Tuttavia, nella versione finale dei Canti c’è una differenza sia con il manoscritto sia con la poesia dantesca perché egli dice «O pellegrino, o pellegrini che pensosi andate!» (r. 3). In effetti, se risulta ancora più evidente rispetto al Più lungo giorno il richiamo al sonetto di Dante già citato, Campana ha deciso di eliminare la menzione del canto degli amanti infernali – forse avrebbe portato fuori tema in questo frangente dell’opera – e, soprattutto, di aggiungere un «O pellegrino» iniziale al singolare. Per quale motivo lo fa? Ritengo che Dino abbia deciso di far precedere la citazione dell’incipit dantesco posizionata dopo la virgola da un preciso riferimento prima di tutto a Dante – il «pellegrino» più famoso della letteratura italiana – e, poi, a se stesso e al suo solitario pellegrinaggio che sta raccontando in questa lunga sezione per dare un carattere più personale ad una frase che nella lezione originaria era totalmente dedicata ad un altro poeta.

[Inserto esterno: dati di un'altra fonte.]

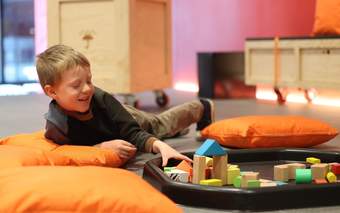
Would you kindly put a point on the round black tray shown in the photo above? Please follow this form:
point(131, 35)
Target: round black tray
point(287, 196)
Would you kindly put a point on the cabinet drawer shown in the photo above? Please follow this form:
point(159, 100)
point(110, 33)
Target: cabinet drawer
point(262, 66)
point(320, 66)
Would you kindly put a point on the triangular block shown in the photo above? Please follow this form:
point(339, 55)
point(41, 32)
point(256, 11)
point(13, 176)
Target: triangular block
point(184, 165)
point(210, 148)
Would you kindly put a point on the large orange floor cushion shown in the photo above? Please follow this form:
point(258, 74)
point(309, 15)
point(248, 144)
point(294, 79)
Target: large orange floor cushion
point(327, 17)
point(35, 139)
point(88, 155)
point(270, 131)
point(35, 148)
point(81, 189)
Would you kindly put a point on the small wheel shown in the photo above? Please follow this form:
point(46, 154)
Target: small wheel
point(309, 94)
point(131, 100)
point(162, 99)
point(281, 99)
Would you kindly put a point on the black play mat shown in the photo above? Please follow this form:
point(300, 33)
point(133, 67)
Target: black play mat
point(267, 198)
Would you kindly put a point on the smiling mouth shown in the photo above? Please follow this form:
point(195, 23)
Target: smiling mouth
point(84, 99)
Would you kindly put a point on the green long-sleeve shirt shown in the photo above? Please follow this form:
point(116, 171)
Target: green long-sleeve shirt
point(110, 121)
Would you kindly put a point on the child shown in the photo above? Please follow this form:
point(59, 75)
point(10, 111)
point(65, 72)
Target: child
point(82, 114)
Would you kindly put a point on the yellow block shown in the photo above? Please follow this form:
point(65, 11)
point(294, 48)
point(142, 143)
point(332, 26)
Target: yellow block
point(232, 166)
point(313, 160)
point(208, 161)
point(331, 177)
point(211, 182)
point(232, 173)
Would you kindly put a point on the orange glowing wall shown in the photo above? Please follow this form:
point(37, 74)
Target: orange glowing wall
point(223, 25)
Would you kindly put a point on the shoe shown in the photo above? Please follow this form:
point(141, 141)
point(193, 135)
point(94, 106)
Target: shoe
point(182, 132)
point(208, 116)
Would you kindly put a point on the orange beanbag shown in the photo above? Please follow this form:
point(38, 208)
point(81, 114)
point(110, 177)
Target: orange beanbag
point(88, 155)
point(38, 147)
point(79, 189)
point(14, 156)
point(327, 18)
point(269, 131)
point(35, 139)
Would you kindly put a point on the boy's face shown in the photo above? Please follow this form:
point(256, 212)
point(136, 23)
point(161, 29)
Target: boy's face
point(74, 91)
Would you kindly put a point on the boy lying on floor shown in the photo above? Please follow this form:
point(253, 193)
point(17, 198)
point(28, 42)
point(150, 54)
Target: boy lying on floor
point(82, 114)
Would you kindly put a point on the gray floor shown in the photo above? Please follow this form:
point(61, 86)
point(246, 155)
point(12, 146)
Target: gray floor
point(20, 114)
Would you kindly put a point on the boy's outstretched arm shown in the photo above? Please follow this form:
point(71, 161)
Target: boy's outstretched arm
point(167, 152)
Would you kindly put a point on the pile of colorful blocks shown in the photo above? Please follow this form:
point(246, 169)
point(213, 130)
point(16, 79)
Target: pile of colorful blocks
point(216, 171)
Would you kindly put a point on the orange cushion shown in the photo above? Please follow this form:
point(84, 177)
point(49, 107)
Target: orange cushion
point(64, 155)
point(81, 189)
point(88, 155)
point(269, 131)
point(327, 17)
point(14, 156)
point(35, 139)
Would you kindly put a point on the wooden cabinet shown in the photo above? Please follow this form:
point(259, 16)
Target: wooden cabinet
point(293, 62)
point(128, 42)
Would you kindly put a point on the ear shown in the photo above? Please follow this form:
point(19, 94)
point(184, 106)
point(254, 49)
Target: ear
point(50, 91)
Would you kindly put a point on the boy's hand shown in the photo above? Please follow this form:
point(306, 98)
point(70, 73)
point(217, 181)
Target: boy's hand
point(124, 149)
point(167, 152)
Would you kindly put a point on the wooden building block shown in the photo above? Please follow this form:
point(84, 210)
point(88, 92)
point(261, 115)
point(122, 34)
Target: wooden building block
point(319, 171)
point(232, 174)
point(246, 176)
point(280, 183)
point(331, 177)
point(211, 182)
point(198, 171)
point(168, 168)
point(268, 184)
point(232, 166)
point(313, 160)
point(292, 167)
point(178, 175)
point(303, 176)
point(335, 168)
point(320, 181)
point(220, 168)
point(210, 148)
point(208, 161)
point(253, 184)
point(237, 181)
point(208, 172)
point(281, 172)
point(265, 180)
point(184, 165)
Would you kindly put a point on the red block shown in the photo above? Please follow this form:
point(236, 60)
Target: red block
point(336, 169)
point(320, 181)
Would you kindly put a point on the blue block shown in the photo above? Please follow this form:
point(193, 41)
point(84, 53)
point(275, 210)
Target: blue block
point(210, 148)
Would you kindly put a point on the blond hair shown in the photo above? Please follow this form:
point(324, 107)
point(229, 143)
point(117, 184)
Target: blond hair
point(55, 60)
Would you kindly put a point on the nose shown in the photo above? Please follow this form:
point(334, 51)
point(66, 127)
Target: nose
point(87, 88)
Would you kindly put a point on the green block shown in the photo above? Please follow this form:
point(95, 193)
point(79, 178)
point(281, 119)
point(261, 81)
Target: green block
point(303, 176)
point(253, 183)
point(168, 169)
point(237, 182)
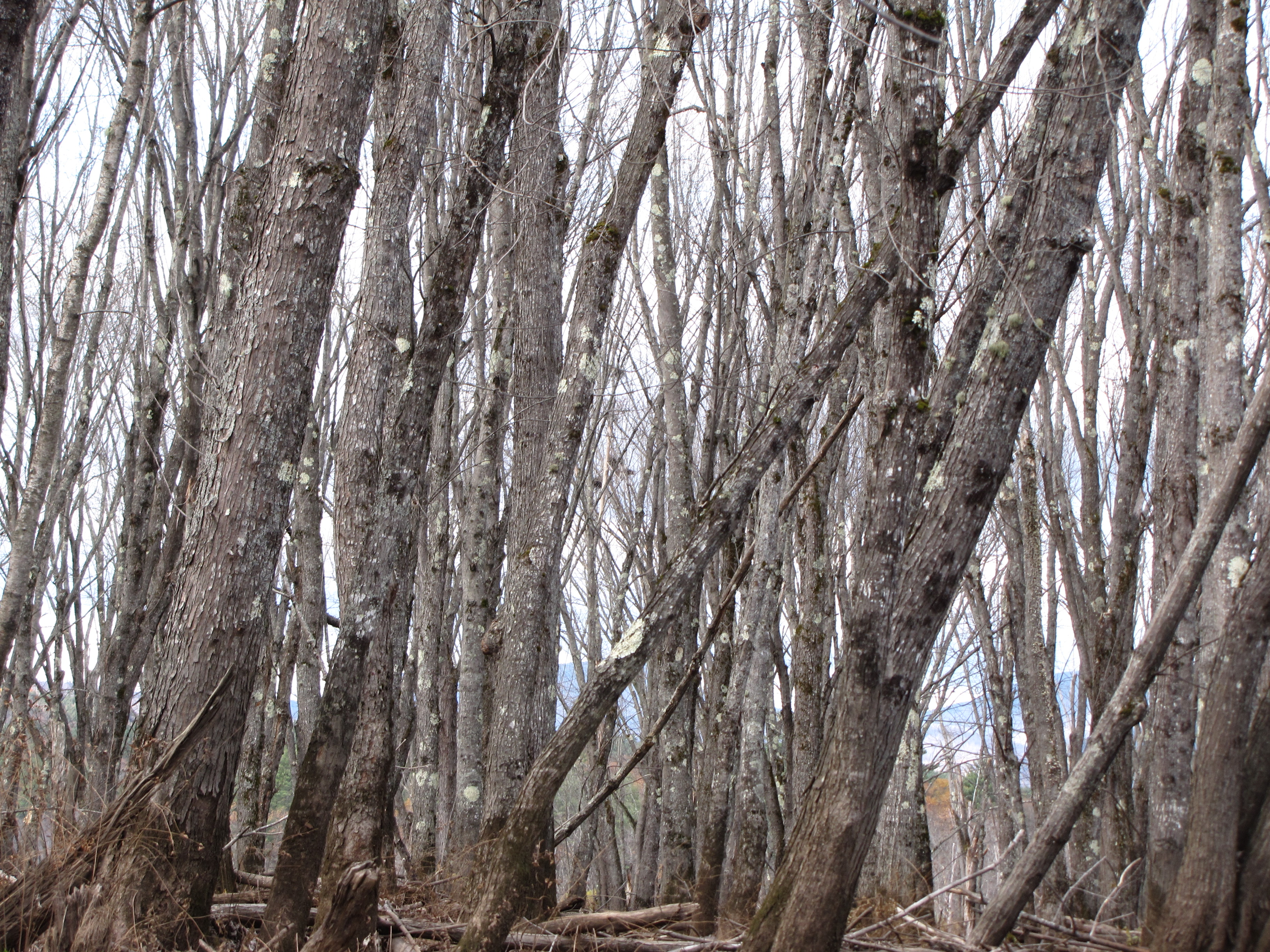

Per concludere, questa parte presenta anche un certo lessico riconducibile all’Alighieri già riscontrato nei rilevamenti precedenti. Prima di tutto si noti l’uso del termine «memoria» (r. 3) anziché “mente” o “testa”: è lo stesso che utilizza Dante all’inizio della Vita Nuova – «In quella parte del libro de la mia memoria dinanzi a la quale poco si potrebbe leggere, si trova una rubrica la quale dice: “Incipit vita nova”» (VN I, 1) – per indicare proprio la “mente” in cui stanno “scritte” le vicende che lui racconterà nel suo «libello» (VN I, 1) giovanile dedicato a Beatrice. In secondo luogo tornano le parole «costa» per due volte, le «nere selve» a distanza dalla «massa oscura», «barbarico» e «barbarica» in tre occorrenze, «antico» sia al maschile sia al femminile e i due importanti verbi «varco» e «salivi» entrambi replicati due volte di seguito. La ripetizione serve non solo a sottolineare il concetto, ma anche a dare un senso di continuità nel tempo: ricordando il titolo iniziale, sappiamo che Campana si trova «fuori del tempo», o meglio in un tempo tutto suo, dettato dalla sua scrittura, che non coincide con quello dell’orologio – semmai è scandito dalla «campana» della «chiesetta» del santuario (par. 7) – bensì con una dimensione interiore a cui ha avuto accesso tramite l’esperienza mistica del pellegrinaggio. Insomma, “salire” e “varcare” sono due azioni correlate, la seconda successiva e dipendente dalla prima poiché solamente tramite la salita a piedi della montagna Dino ha potuto finalmente trovare quel varco – ricordiamo ancora una volta Montale – oltre lo spazio e il tempo, sulla via iniziatica dell’orfismo che dà il titolo alla sua opera.